Where do cancers usually spread?
Although it’s very hard to determine where the Mets for cancer would go without doing proper investigations. But, cancers do spread to some organs in particular. Each cancer type has its preference when it comes to its spread. Here is a list of different cancers and the organs to which they normally spread (Source no 2).
- Ovarian cancer: Lungs, liver, and peritoneum
- Breast cancer: Lungs, bones, liver, and brain.
- Prostatic cancer: Lungs, liver, bones, and adrenal glands.
- Stomach cancer: Peritoneum, lungs, and liver.
- Colorectal cancer: Peritoneum, lungs, and liver.
- Kidney and Adrenal gland cancer: Lungs, liver, and bones
- Lung cancer: Other lung, adrenals, liver, and brain.
- Bladder cancer: Lungs, liver, and bones.
- Skin cancer: Muscles, skin, brain, bones, and lungs.
- Thyroid cancer: Lungs, liver, and bones. Bone, liver, lung
- Pancreatic cancer: Peritoneum, lungs, and liver.
- Uterine cancer: Vagina, liver, bones, and peritoneum.
Can metastasis be identified by symptoms?
In addition to the symptoms of primary cancer, metastatic deposits can develop symptoms of their own too. The symptoms they trigger would depend on their site of invasion, their degree of spread, their size, etc.
If cancer spreads to the bones, it can cause bone pains. Similarly, if cancer spreads to the lungs, it can cause respiratory problems. It depends on the area of the spread of these tumors.
But, metastasis, as already mentioned, cannot just be identified by symptoms. Proper investigations are needed for that purpose.
Is it possible to have metastatic cancer without having primary cancer?
No, it is not possible. Metastatic tumors are always detected after the development of primary cancer.
But, at times, primary tumors cannot be detected, and only Mets are found. It does not mean that primary tumor was never present.
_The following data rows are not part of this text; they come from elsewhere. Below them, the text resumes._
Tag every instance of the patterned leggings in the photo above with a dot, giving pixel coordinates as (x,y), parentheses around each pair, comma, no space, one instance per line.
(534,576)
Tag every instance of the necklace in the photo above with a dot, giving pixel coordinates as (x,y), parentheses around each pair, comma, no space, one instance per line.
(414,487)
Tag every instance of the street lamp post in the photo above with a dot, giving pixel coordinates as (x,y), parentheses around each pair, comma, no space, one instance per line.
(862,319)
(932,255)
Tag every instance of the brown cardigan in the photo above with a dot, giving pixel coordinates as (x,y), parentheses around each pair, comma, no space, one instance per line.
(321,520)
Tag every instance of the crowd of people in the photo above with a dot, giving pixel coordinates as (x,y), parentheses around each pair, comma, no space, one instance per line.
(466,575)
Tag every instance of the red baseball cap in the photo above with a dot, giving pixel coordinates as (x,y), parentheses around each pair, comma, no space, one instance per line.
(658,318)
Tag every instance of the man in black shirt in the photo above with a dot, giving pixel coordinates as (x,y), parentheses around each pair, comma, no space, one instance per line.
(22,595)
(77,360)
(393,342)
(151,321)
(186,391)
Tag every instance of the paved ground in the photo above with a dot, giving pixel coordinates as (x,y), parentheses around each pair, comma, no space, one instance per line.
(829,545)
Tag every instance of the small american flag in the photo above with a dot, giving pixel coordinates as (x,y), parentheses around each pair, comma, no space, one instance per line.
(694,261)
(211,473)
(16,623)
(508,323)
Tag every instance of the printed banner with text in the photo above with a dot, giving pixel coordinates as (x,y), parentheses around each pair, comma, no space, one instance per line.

In such scenarios, the primary tumor regresses to such a small size that it becomes very difficult to be identified.
What treatment options are there for metastatic cancers?
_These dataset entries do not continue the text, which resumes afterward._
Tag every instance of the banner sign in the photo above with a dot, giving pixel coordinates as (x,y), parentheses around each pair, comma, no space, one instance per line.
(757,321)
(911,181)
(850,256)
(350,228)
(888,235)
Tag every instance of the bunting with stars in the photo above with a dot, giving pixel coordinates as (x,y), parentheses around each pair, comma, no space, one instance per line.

Metastatic cancers usually represent a very advanced stage of cancer. Quite rigorous and long-term therapy is usually needed to get rid of metastatic deposits.
Multiple treatment modalities are being employed for the treatment of metastatic cancer. These include local therapy, systemic therapy, and alternative therapy.
Local therapy includes the use of radiations or chemicals that specifically focus the targeted site. For instance, radiations might be used to destroy metastatic deposits just in the lungs and nowhere else. The efficacy of this method is usually limited, and this method is usually used when metastasis is not widespread.
For widespread metastasis, systemic therapy is used. It involves giving oral or injectable drugs and full body radiations. This therapy works on a simple principle that the drugs/ radiations given kill all rapidly dividing cells of the body. Since cancer cells are usually very rapidly dividing, these drugs/ radiations usually target those cells and destroy them.
Systemic therapy gives desired outcomes, but at a great price. One major problem with this therapy is that the drugs/ radiations cannot distinguish between normal and abnormal rapidly dividing cells. The cells of our hair, bones, gut, skin, etc. are all rapidly dividing cells. Therefore, systemic therapy has a lot of side effects that limit its efficacy.
But, now research is being done to find new drug agents that target the cancer cells specifically, instead of normal cells.
Another method of the treatment is the use of alternative and complementary therapies. A report showed that use of alternative medicine is becoming popular for the treatment of metastatic cancer. That’s because of its convenience, limited side effects and somewhat better efficacy (Source no. 4).
Metastasis represents an advanced stage of cancer. Once cancer spreads out of its confines, it becomes metastatic. Early diagnosis and proper treatment promise good prognosis.